La rencontre avec Alain Resnais, l’enjeu économique du film
C’est grâce à Laurent Herbiet avec lequel j’ai tourné trois films pour la télévision – Adieu de Gaulle adieu, Le Chant des sirènes, Manipulation – que j’ai rencontré Alain Resnais. Laurent était son coscénariste mais a été aussi son assistant. Lorsque j’ai rencontré Alain, il m’a été dit que nous devions faire un film avec un budget serré. Je pouvais être de ceux qui savent s’adapter à cette contrainte. Le film en studio avec des décors réalistes n’était pas faisable dans le budget et Alain avait donc pris la décision de styliser, voire d’occulter les décors.

Les décors
Dans la campagne anglaise du Yorkshire, quatre jardins et maisons différentes, quelques intérieurs maison. Jacques Saulnier, le chef décorateur, sait très bien faire ce genre de décor, " of course " ! Sauf que là, comme les décors classiques ne rentraient pas dans le budget et qu’Alain Resnais voulait quand même faire son film, il a trouvé des solutions. Le décor du film est donc devenu des pendillons peints – des fonds peints sur des bandes de tissus – de six à dix mètres de haut et d’un mètre de large. Des extérieurs jardin, avec une maison, un parc, des horizons, sans fausses perspectives. Les intérieurs sont aussi des pendillons avec des escaliers de différentes tailles. Un système très théâtral, très stylisé, très à-plat, très BD.

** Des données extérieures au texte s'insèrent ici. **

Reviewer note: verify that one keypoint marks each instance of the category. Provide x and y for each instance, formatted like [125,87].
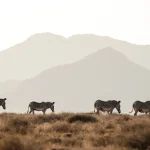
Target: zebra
[43,106]
[143,107]
[107,106]
[3,103]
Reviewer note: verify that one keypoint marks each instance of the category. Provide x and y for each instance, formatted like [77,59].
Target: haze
[124,20]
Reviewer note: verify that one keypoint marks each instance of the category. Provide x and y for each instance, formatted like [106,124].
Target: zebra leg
[43,112]
[136,111]
[33,112]
[30,111]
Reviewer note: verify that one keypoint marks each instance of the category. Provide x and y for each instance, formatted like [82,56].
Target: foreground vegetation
[67,131]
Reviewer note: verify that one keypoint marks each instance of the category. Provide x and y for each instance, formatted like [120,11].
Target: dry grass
[67,131]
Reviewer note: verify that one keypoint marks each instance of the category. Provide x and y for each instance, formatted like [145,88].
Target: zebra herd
[99,105]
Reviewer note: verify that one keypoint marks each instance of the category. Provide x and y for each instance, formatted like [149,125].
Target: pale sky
[127,20]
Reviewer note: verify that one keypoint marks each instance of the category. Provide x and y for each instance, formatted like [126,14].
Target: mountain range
[106,74]
[43,51]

Les plans larges sont des dessins de Blutch. Nous avons tourné des plans de vraies rues et de campagne en travelling dans le Yorkshire car Alain redoutait que le spectateur ne s’imagine que les jardins étaient voisins. Ces routes symbolisent le voyage d’un jardin à un autre. Les dessins de Blutch sont comme des vues d’hélicoptère qui annoncent l’endroit où l’on va arriver.

La manière de filmer
Il y a peu de séquences dans le script et Alain avait un découpage avec des plans qui duraient souvent assez longtemps. Mais très rapidement, il a pris l’option ou a eu l’envie de ne pas découper comme prévu mais de lier tous ses plans en un seul plan, dans la mesure du possible. Si cela n’était pas réalisable, Alain Resnais disait : « On va faire une collure ». Il savait très bien à quel moment de la scène il voulait être loin ou proche.
La plupart du temps nous faisions un plan large de l’endroit où l’on va se " poser " avec un zoom avant sur le dessin, qui se fond dans le décor de studio. Puis des mouvements de caméra sur les comédiens, pour changer de valeur, d’un plan très large à un plan poitrine ou plus, et parfois l’inverse. Pas de champ contre-champ, parfois un travelling circulaire. La séquence peut durer le plus longtemps possible dans un mouvement.
L’anecdote : pendant l’étalonnage, j’ai consulté le scénario car une question – je ne sais plus laquelle – se posait. J’ai vu qu’Alain avait noté exactement ce plan, dans cette grosseur de plan, à cet endroit. Alors qu’au tournage, j’avais plutôt l’impression d’inventer au fur et à mesure. Le découpage précis sur le scénario qui ne prenait pas en compte les mouvements de caméra se retrouve dans le film !

Les gros plans
Resnais voulait des gros plans sortis du contexte, du décor. Il voulait un gros plan du personnage qu’il appelait un arraché de pellicule. Il a imaginé que Blutch fasse un cadre en peinture et, qu’à l’intérieur de ce cadre, il insérerait le gros plan. Le gros plan devenait un objet différent dans une narration qui continuait… Comme il fallait un fond à ce cadre, il a pris une trame de BD. C’était un amoureux de BD. Il était toujours à la frontière du théâtre et du dessin.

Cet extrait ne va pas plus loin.